Lui et ses musiciens n'ont d'ailleurs pas souhaité annuler de dates de concert, malgré l'horreur du Bataclan. "Nous avons absolument rien changé à nos habitudes, à nos concerts. La meilleure chose à faire c'est justement de ne pas se laisser faire par cette tentative de nous empêcher d'être heureux. Je lutte contre ça depuis que c'est arrivé". Il sera d'ailleurs en concert à la Philharmonie de Paris les 12,13 et 14 décembre, dans le cadre de sa tournée Red and Black light. Il continue d'ailleurs à donner des concerts au Liban, dans le Golfe Persique et même au Yémen, confronté à une guerre civile et autre berceau du terrorisme actuel.

"Au Liban, deux heures après un attentat les bars sont bondés"

Cette peur des attentats, Ibrahim Maalouf en a été imprégnée dès son plus jeune âge, puisqu'il est né en 1980 au Liban, alors en pleine guerre civile. "En tant que Libanais, j'ai malheureusement trop l'expérience des attentats à la bombe.
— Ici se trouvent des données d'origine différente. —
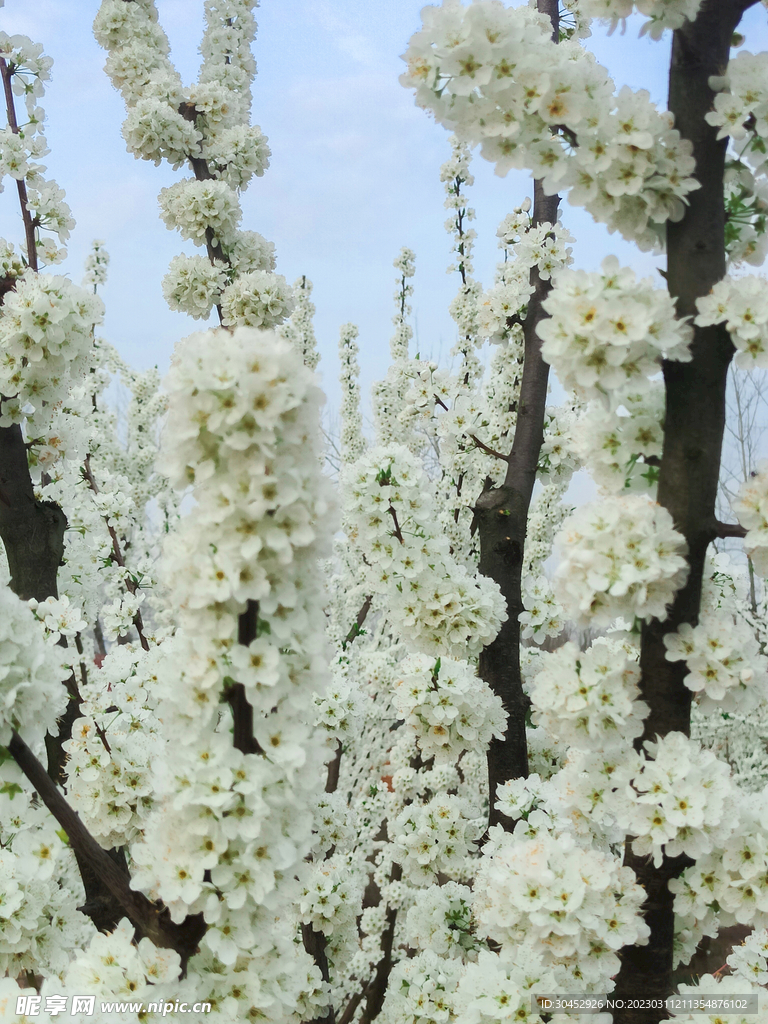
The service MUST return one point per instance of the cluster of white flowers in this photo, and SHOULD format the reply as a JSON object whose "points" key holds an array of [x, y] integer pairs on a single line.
{"points": [[729, 885], [45, 342], [525, 247], [28, 69], [679, 800], [660, 13], [588, 698], [607, 332], [113, 747], [237, 154], [620, 557], [96, 263], [711, 990], [202, 211], [616, 448], [750, 961], [422, 990], [751, 507], [434, 603], [440, 920], [449, 707], [741, 97], [155, 130], [298, 329], [257, 299], [433, 837], [243, 429], [352, 441], [725, 666], [194, 285], [741, 303], [494, 76], [32, 697], [564, 899], [114, 966], [543, 614], [331, 897]]}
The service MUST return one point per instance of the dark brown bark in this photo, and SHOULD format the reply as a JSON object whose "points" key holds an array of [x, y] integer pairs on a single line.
{"points": [[29, 222], [377, 987], [501, 518], [243, 737], [32, 530], [314, 944], [108, 869], [690, 465], [117, 554]]}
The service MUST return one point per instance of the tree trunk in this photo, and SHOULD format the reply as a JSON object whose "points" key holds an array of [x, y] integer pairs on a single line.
{"points": [[502, 515], [690, 465], [32, 530]]}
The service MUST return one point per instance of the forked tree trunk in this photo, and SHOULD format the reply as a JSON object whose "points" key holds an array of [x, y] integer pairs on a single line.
{"points": [[690, 465], [501, 517]]}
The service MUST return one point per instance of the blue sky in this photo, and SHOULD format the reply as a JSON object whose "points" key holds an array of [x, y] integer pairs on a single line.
{"points": [[354, 173]]}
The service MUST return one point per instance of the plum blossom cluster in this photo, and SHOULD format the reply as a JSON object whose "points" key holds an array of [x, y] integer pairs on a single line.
{"points": [[751, 506], [607, 332], [435, 603], [194, 285], [543, 614], [563, 899], [620, 557], [711, 989], [525, 246], [434, 837], [621, 451], [298, 329], [352, 440], [480, 70], [28, 69], [448, 706], [257, 299], [117, 967], [750, 961], [729, 884], [233, 819], [725, 666], [440, 920], [741, 304], [113, 747], [588, 698], [660, 13], [679, 800], [45, 347], [32, 697], [206, 127]]}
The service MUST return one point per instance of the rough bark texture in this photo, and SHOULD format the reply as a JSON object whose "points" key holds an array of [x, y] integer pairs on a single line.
{"points": [[32, 530], [501, 517], [112, 890], [690, 465]]}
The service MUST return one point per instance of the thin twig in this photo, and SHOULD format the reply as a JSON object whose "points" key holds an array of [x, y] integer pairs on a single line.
{"points": [[148, 919], [117, 554], [397, 531], [489, 451], [354, 630], [29, 222]]}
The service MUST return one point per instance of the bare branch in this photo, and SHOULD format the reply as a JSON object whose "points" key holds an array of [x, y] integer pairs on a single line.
{"points": [[357, 625], [148, 919], [489, 451], [29, 223]]}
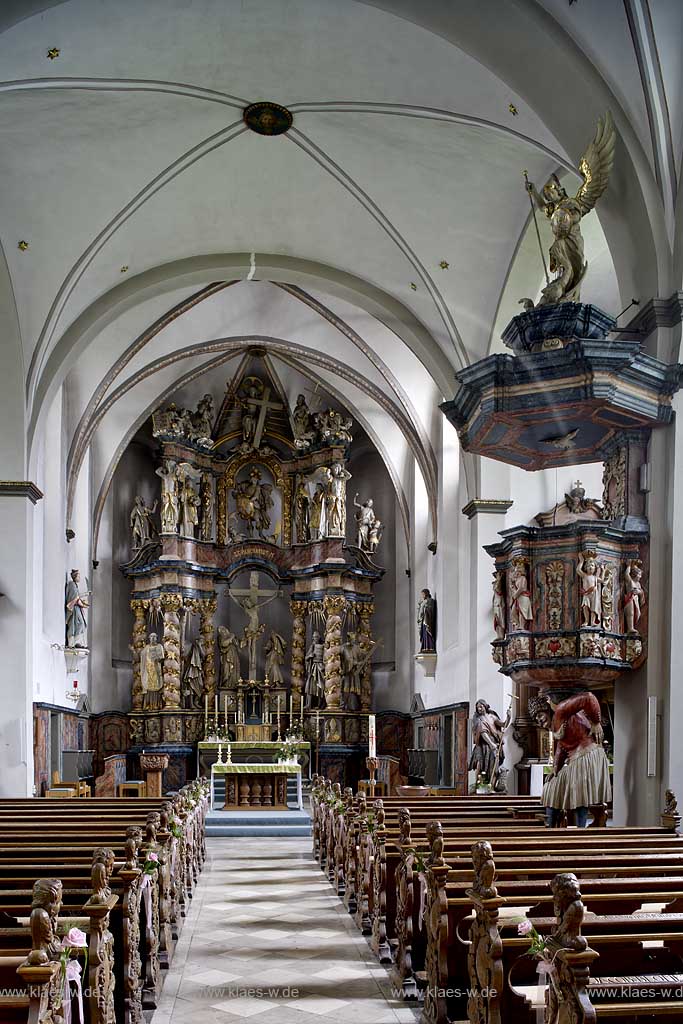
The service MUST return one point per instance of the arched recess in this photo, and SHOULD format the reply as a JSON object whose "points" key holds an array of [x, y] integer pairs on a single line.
{"points": [[295, 355], [197, 270]]}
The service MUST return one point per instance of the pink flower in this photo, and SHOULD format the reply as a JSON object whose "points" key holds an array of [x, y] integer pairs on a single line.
{"points": [[75, 937]]}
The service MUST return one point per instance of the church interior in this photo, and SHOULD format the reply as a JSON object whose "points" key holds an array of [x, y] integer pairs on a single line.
{"points": [[340, 368]]}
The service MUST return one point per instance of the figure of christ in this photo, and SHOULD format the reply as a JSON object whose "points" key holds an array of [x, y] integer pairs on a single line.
{"points": [[250, 604]]}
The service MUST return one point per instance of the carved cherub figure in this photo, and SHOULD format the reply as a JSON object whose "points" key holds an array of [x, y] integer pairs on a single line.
{"points": [[44, 912], [102, 865], [569, 910], [484, 870], [434, 833]]}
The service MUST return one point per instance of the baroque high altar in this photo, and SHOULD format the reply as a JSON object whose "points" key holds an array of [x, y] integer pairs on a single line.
{"points": [[253, 510]]}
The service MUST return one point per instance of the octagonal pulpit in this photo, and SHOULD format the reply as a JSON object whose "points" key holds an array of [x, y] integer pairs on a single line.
{"points": [[154, 766]]}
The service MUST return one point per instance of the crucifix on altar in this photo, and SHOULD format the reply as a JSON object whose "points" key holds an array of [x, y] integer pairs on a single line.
{"points": [[256, 403], [249, 599]]}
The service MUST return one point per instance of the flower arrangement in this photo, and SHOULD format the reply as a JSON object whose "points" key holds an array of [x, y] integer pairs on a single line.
{"points": [[73, 943], [151, 863], [537, 944]]}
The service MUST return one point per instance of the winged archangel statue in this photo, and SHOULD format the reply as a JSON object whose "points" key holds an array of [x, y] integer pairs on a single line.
{"points": [[565, 212]]}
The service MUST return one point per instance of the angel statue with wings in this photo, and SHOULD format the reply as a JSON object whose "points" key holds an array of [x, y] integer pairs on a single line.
{"points": [[565, 212]]}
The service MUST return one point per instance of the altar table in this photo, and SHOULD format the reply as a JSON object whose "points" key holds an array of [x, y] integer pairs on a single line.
{"points": [[256, 786]]}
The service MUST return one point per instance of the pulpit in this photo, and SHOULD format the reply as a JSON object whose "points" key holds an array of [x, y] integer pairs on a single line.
{"points": [[153, 766]]}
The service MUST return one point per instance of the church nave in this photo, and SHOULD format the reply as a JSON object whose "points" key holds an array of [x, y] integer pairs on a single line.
{"points": [[266, 937]]}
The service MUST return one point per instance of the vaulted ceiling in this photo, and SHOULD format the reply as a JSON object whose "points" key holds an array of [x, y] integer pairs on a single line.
{"points": [[376, 247]]}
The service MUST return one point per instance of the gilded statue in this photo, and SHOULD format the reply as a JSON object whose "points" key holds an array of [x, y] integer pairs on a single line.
{"points": [[565, 212]]}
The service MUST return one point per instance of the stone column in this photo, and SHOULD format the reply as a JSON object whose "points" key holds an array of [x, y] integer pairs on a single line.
{"points": [[365, 640], [138, 607], [207, 611], [171, 604], [298, 648], [334, 605]]}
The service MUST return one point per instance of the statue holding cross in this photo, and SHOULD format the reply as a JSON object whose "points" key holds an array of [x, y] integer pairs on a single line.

Et une chose que je dis régulièrement à mes amis que je vois triste depuis ce qu'il s'est passé à Paris, c'est : 'ne vous inquiétez pas, on ne va pas sombrer, parce que la vie continue'. La vérité, c'est que ça n'affecte pas nos vies".

Le musicien invite les Français à prendre exemple sur les Libanais, toujours encore régulièrement confrontés à des attentats. "Au Liban, quand une bombe explose dans une rue, deux heures après les bars sont bondés de monde, les gens sortent. Quand on se sent en danger, qu'on sent qu'on va mourir on vit d'autant plus. S'il y a une chose qui peut donner de l'espoir - si tant est que l'on puisse dire qu'il y a quelque chose de positif dans tout ça, c'est de dire que l'on va vivre avec une conscience de la vie qui est plus importante". "

"Quand les gens viennent à mes concerts, ça m'est égal qu'ils soient du FN"

Preuve que la vie continue, la campagne des régionales, dont le premier tour a lieu ce dimanche, est repartie de plus belle cette semaine. Ibrahim Maalouf ira d'ailleurs voter dimanche. "Si je vais voter c'est parce que je me sens Français, et si je ne le fais pas c'est une forme de non-assistance à identité en danger!", déclare-t-il, critiquant la tentative de récupération des attentats qu'opèrent selon lui certains politiques, mettant en cause "la multi-culturalité".

Même si ses parents étaient des "communistes-idéalistes", Ibrahim Maalouf n'a pas souhaité dire pour qui il allait voter. D'ailleurs, il ne se veut pas militant du tout. "Quand les gens viennent à mes concerts, ça m'est complètement égal qu'ils soient du Front National ou autre. Quel que soit leur croyance religieuse, leurs opinions politiques ou leur avis sur quoi que ce soit, ce qui compte c'est que l'on soit tous ensemble en train de partager". Prochain partage avec Ibrahim Maalouf, le 11 décembre à Reims.